Lorentz was asked about Zito’s “rat trick” of getting Sam Bennett, Aaron Ekblad and Brad Marchand re-signed.
“It’s impressive in the salary cap era,” he said. “Looking back in the playoffs, we gave it our best against them. That’s a team we look (to emulate) and we didn’t back down. We’ll make some tweaks to get over that hump.”
Q AND A ON RFAs
After signing Knies and spending most of Monday sorting the Marner trade, the Leafs had to file qualifying offers to maintain bargaining rights with their restricted free agents ahead of Tuesday.
Most prominent in that group were Knies, forward Nick Robertson and goaltender Dennis Hildeby, but there was surprisingly no mention in the team’s release of Pontus Holmberg.
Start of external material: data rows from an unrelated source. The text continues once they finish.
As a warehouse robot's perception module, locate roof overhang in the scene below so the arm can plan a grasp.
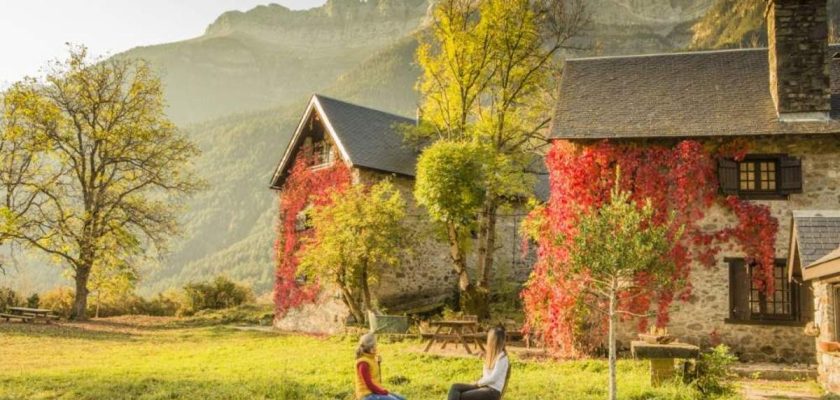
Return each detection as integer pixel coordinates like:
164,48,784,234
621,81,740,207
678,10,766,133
788,211,840,281
270,95,353,190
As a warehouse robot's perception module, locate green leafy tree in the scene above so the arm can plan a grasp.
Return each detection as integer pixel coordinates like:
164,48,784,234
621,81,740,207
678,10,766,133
297,180,411,321
561,180,676,400
410,0,587,317
0,47,202,319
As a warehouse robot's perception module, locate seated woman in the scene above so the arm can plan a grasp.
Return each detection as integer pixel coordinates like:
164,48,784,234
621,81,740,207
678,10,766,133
449,327,510,400
356,333,405,400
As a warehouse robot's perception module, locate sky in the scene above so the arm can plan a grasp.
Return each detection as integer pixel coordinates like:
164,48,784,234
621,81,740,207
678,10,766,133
0,0,326,85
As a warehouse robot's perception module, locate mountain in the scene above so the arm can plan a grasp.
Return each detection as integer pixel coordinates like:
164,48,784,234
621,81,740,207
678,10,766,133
120,0,428,124
8,0,748,294
691,0,840,49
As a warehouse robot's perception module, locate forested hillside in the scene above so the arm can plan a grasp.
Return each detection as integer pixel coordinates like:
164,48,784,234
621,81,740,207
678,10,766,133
6,0,796,293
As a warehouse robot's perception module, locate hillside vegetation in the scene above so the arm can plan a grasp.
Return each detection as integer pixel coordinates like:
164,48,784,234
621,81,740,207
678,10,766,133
11,0,812,294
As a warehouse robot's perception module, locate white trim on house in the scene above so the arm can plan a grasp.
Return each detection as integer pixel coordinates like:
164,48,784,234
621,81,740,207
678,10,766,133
271,95,353,189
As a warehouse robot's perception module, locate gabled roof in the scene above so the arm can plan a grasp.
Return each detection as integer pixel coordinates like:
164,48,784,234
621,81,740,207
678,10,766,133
788,210,840,280
551,45,840,139
271,94,418,189
271,94,549,201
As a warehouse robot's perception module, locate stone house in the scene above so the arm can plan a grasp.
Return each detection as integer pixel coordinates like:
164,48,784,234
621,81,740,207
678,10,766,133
551,0,840,363
271,95,547,333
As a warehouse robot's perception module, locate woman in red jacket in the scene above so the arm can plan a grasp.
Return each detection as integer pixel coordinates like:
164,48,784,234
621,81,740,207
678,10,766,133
356,333,406,400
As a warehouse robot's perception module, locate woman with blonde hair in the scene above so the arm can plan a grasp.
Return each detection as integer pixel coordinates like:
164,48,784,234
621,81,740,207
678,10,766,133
356,333,405,400
448,327,510,400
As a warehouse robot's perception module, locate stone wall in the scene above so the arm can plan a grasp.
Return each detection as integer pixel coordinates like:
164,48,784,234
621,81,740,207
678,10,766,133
813,281,840,393
767,0,831,114
612,135,840,363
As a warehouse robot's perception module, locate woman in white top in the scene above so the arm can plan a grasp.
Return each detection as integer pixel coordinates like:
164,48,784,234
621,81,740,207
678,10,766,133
448,327,510,400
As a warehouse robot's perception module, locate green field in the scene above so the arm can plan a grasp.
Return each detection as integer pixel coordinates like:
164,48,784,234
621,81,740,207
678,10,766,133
0,317,816,400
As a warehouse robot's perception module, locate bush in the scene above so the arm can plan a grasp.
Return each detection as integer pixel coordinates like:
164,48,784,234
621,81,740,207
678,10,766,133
179,276,254,315
694,344,738,396
0,288,23,312
41,287,75,318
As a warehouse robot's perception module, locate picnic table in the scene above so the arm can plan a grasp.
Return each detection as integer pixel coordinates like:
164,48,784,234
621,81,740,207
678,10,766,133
0,307,58,323
630,341,700,386
423,320,485,355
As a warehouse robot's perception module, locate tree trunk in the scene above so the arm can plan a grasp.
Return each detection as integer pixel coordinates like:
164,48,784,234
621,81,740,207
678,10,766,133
447,224,472,293
70,265,91,321
339,285,365,324
609,279,618,400
479,201,496,291
359,263,373,314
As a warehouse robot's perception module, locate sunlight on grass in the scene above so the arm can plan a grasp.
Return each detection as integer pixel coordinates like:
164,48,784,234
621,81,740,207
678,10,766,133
0,323,740,400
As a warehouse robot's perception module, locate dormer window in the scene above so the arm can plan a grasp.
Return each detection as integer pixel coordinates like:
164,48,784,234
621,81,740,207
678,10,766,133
718,154,802,200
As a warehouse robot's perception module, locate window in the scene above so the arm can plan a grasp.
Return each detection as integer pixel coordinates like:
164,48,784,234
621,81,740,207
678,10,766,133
749,264,795,320
718,154,802,199
312,140,333,168
738,160,778,192
727,259,811,324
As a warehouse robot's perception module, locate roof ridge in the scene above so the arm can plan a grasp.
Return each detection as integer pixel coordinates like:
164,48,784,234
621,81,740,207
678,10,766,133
566,47,768,62
312,93,416,121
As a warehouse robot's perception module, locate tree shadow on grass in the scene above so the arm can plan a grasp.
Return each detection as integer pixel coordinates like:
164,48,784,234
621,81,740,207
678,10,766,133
0,322,133,341
0,371,353,400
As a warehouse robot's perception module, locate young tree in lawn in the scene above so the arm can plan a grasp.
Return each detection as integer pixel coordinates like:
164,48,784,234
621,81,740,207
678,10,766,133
411,0,587,316
560,183,679,400
0,47,202,320
296,180,410,322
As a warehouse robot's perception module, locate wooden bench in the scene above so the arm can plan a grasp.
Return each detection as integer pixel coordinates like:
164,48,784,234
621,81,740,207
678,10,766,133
0,313,33,322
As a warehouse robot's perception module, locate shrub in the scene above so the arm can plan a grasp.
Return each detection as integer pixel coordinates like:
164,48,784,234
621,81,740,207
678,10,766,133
41,287,75,318
0,288,22,312
694,344,737,396
178,276,254,315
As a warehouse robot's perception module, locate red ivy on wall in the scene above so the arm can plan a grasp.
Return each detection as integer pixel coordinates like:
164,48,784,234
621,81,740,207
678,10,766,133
274,148,351,318
522,141,778,356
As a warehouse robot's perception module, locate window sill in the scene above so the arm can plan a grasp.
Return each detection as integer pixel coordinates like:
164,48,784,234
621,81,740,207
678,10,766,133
723,318,807,326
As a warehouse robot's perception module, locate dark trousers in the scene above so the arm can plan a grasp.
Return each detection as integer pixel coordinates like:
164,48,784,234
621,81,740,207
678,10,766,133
448,383,502,400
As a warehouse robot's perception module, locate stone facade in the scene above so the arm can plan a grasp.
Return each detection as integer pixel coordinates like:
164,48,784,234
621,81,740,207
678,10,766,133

The Swedish utility forward had stubbornly stayed in the lineup all season under Berube, who praised his work. Treliving is not scheduled to speak until Tuesday afternoon to comment on all of the recent moves, but it’s believed Holmberg’s arbitration rights posed a possible problem down the road. Toronto could circle back on him once it’s known if any other team covets Holmberg on Tuesday.
Other Leafs RFAs qualified were draft picks who are now on the Marlies: Defencemen Topi Niemela and William Villeneuve. Toronto also extended one to centre Roni Hirvonen, even though he’s playing in Finland for at least this year.